With racing moving to Shearing Speedway south of Duncan in 1952, Bob joined forces with Grant King, driving Grant’s #1 car to a clean sweep at Shearing’s inaugural race meet and later that season set a new track record for Big Cars of 16.29 and scored another sweep. In 1953, Dick Marks then purchased the car from Grant and with Bob as his driver they took it on the US circuit. As a self employed logger and having his own heavy equipment, Bob assisted Andy Cotttyn in the building of Andy’s new track during 1953. The grand opening of that 1/2 mile dirt oval on May 22nd, 1954 saw Bob driving a new #77 car for Grant and his setting fast time of 23.30 plus a win in the helmet dash and a second in the main event. Two days later at a second meet at Western, Bob was first in the main event. Continuing to do well the remainder of that year which included him setting three new track records, Bob won the dash and fast heat at the Big Car season-end Championship race and was second in the main event, being awarded the Bardahl Trophy as Track Points Champion and the Bert Sutton Memorial Trophy as the Season Champion.
Bob continued to drive for Grant King in 1955 and ’56 and then bought Rolla Vollstedt’s #27 car out of Portland the following year which he ran until 1960 when he sold it to Eddie Kostenuk.

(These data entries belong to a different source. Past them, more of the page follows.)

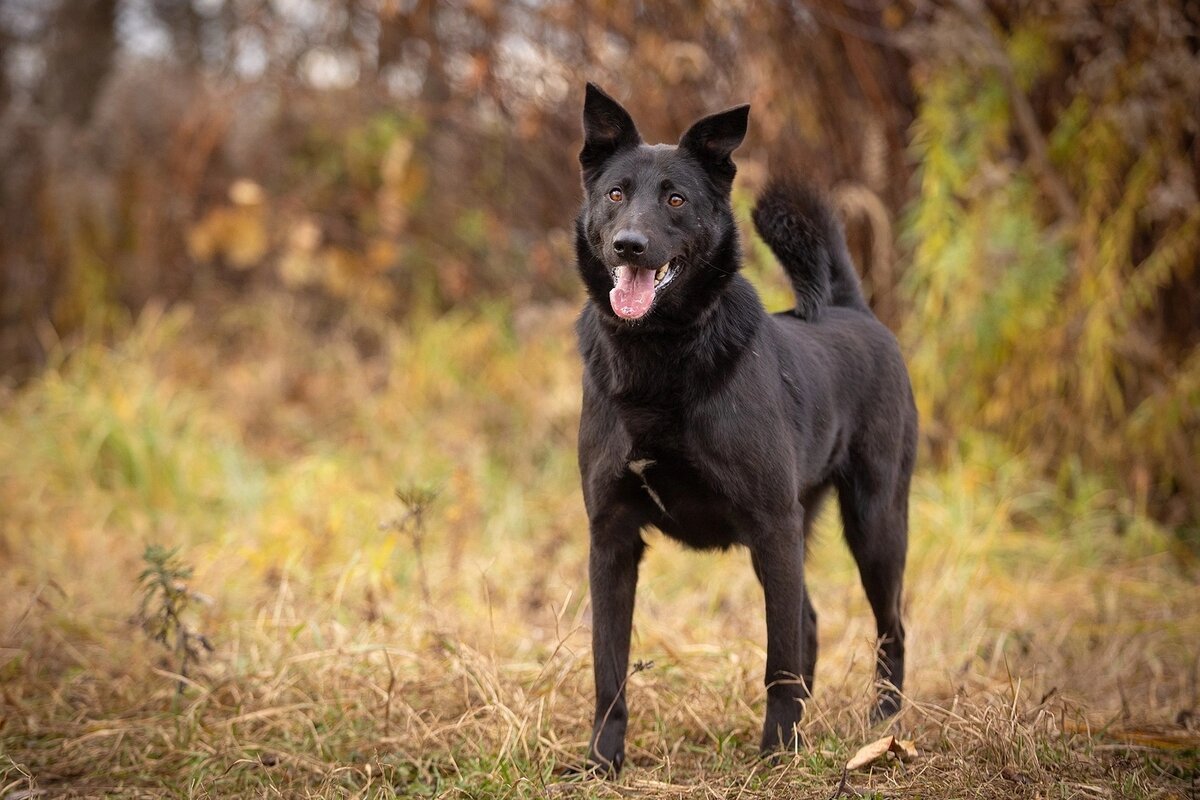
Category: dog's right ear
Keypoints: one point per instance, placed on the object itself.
(607, 128)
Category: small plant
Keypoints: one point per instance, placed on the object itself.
(165, 601)
(417, 500)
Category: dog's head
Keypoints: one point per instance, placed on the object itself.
(657, 233)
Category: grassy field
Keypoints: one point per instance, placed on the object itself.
(388, 552)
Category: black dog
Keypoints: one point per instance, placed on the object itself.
(719, 423)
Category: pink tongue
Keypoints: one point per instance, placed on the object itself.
(634, 293)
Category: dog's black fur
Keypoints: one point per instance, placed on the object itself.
(719, 423)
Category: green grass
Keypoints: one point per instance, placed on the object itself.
(1054, 641)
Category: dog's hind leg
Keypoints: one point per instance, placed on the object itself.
(877, 533)
(778, 560)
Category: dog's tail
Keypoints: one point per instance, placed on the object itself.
(802, 230)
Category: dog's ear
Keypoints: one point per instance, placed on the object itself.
(713, 139)
(607, 128)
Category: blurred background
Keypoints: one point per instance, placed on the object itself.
(287, 288)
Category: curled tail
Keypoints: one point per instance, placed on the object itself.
(807, 238)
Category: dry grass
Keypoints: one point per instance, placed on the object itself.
(361, 651)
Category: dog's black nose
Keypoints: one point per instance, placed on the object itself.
(629, 242)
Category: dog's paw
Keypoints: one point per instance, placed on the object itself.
(605, 767)
(886, 708)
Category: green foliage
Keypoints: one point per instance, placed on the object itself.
(1041, 328)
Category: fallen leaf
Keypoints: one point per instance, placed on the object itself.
(871, 752)
(904, 749)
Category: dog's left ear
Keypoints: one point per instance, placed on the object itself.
(713, 139)
(607, 128)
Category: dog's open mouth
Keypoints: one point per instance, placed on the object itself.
(635, 288)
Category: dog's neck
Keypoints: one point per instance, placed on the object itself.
(663, 365)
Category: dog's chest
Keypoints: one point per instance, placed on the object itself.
(683, 503)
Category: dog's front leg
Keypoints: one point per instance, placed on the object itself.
(779, 564)
(616, 551)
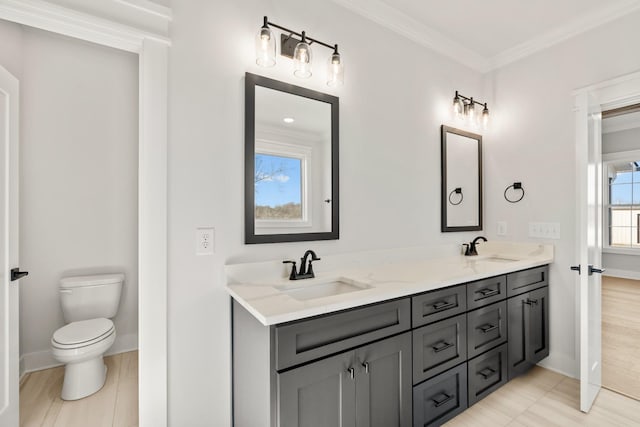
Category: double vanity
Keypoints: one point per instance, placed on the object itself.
(385, 339)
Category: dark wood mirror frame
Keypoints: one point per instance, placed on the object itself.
(251, 81)
(444, 200)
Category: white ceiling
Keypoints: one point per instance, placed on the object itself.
(487, 34)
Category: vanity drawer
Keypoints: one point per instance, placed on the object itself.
(487, 373)
(527, 280)
(441, 398)
(306, 340)
(438, 347)
(437, 305)
(487, 328)
(486, 291)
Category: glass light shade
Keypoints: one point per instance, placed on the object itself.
(458, 106)
(265, 48)
(302, 57)
(485, 117)
(335, 70)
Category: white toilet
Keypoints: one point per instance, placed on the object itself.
(88, 302)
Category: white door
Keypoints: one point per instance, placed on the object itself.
(9, 393)
(589, 183)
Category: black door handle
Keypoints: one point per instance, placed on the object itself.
(17, 274)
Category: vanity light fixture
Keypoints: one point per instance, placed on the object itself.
(465, 108)
(297, 49)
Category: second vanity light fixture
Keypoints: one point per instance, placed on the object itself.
(297, 49)
(465, 108)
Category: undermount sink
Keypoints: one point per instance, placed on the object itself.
(319, 289)
(497, 259)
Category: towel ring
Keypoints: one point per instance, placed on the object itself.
(515, 186)
(456, 191)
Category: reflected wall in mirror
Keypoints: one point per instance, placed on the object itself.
(291, 163)
(461, 199)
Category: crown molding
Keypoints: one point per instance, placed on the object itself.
(391, 18)
(400, 23)
(57, 19)
(579, 25)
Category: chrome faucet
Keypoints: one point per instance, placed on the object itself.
(471, 247)
(306, 268)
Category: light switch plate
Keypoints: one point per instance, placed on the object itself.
(501, 228)
(205, 240)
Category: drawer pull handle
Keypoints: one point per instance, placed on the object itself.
(443, 345)
(487, 328)
(441, 305)
(352, 373)
(486, 292)
(487, 372)
(445, 398)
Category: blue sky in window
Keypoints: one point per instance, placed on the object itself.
(625, 188)
(277, 180)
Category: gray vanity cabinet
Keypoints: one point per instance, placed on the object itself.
(321, 394)
(528, 330)
(364, 387)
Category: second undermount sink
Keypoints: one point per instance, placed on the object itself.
(497, 259)
(321, 288)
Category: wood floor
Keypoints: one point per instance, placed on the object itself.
(115, 405)
(621, 335)
(543, 398)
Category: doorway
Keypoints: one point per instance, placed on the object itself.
(621, 248)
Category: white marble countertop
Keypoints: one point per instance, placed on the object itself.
(259, 293)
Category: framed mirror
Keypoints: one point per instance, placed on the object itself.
(461, 199)
(291, 163)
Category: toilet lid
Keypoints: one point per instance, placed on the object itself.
(84, 332)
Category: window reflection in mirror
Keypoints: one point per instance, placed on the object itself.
(290, 163)
(461, 199)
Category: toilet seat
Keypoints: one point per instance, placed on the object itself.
(82, 334)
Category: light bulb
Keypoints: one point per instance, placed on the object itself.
(335, 69)
(485, 117)
(302, 57)
(265, 46)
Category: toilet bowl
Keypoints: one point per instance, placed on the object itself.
(88, 303)
(80, 346)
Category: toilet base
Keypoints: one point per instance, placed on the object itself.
(83, 379)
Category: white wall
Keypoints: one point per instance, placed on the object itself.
(391, 108)
(621, 264)
(78, 177)
(533, 142)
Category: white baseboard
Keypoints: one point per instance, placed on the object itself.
(623, 274)
(39, 360)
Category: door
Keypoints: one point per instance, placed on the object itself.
(383, 383)
(320, 394)
(9, 394)
(589, 241)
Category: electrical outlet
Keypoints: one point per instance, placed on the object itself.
(544, 230)
(501, 228)
(205, 240)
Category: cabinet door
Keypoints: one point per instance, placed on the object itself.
(528, 330)
(383, 383)
(538, 328)
(320, 394)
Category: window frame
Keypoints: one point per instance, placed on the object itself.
(607, 159)
(303, 153)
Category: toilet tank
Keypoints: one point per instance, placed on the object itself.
(89, 297)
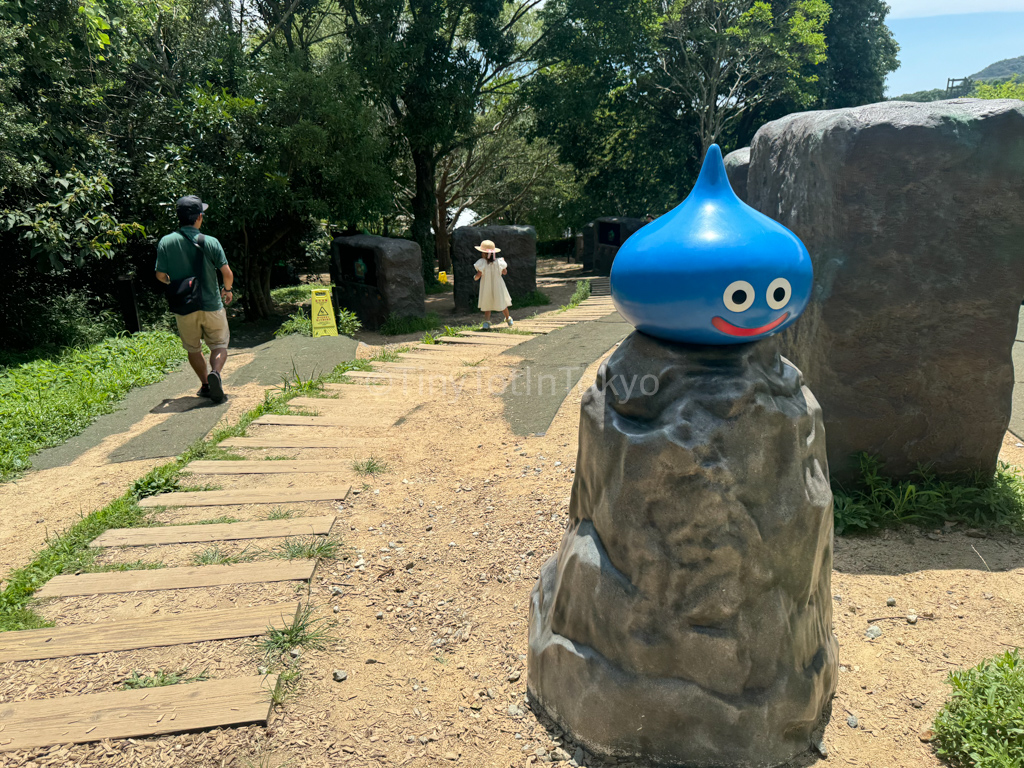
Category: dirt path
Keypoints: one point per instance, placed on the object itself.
(431, 608)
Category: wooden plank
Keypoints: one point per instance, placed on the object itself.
(221, 531)
(346, 420)
(246, 496)
(128, 714)
(267, 467)
(177, 579)
(299, 440)
(487, 334)
(151, 632)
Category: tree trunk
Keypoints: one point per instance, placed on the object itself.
(424, 208)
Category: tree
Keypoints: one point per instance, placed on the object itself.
(861, 53)
(428, 64)
(721, 58)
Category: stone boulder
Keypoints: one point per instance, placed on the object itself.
(736, 166)
(686, 617)
(518, 246)
(377, 276)
(913, 216)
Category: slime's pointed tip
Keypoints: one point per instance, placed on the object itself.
(713, 178)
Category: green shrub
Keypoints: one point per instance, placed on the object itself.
(395, 326)
(581, 294)
(929, 501)
(982, 724)
(47, 401)
(537, 298)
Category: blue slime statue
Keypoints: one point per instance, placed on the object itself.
(713, 270)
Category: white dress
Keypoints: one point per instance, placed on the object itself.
(494, 294)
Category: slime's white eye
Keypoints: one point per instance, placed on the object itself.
(779, 293)
(738, 296)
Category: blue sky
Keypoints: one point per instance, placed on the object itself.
(941, 39)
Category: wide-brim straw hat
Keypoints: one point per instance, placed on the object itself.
(487, 246)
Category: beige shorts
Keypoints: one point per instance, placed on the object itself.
(208, 327)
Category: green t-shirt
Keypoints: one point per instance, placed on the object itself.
(178, 256)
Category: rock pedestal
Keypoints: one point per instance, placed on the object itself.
(686, 617)
(377, 276)
(913, 216)
(518, 246)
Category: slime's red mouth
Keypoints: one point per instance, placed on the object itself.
(727, 328)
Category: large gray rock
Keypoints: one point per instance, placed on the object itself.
(518, 246)
(376, 276)
(686, 617)
(913, 216)
(603, 238)
(737, 165)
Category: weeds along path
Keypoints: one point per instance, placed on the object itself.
(216, 588)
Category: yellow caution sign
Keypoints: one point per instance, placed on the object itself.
(324, 324)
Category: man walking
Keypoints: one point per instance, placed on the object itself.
(179, 257)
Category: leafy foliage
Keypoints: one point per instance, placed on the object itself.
(929, 501)
(395, 326)
(46, 401)
(982, 724)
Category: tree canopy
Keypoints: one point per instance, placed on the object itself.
(298, 118)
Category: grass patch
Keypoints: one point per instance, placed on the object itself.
(395, 326)
(982, 724)
(535, 298)
(296, 294)
(70, 548)
(136, 680)
(46, 401)
(303, 632)
(214, 556)
(307, 548)
(929, 501)
(371, 466)
(211, 521)
(581, 294)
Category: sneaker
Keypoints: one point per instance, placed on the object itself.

Joining forces with Billy Walters in ’61 for the final year of Big Cars at Western, he later drove Modified Sportsmen and Super Modifieds until his racing retirement at the end of the 1965 season.
Over the span of his career, Bob drove all over the West Coast, often travelling with Seattle’s Del Fanning to tracks which included Edmonton, Great Falls, Boise, Seattle, Portland, Phoenix and Los Angeles. As well as driving, Bob was deeply involved with the British Columbia Automotive Sports Association (B.C.A.S.A.) and was also a Western Speedway programme sponsor with his “Saanich Arm Logging” company.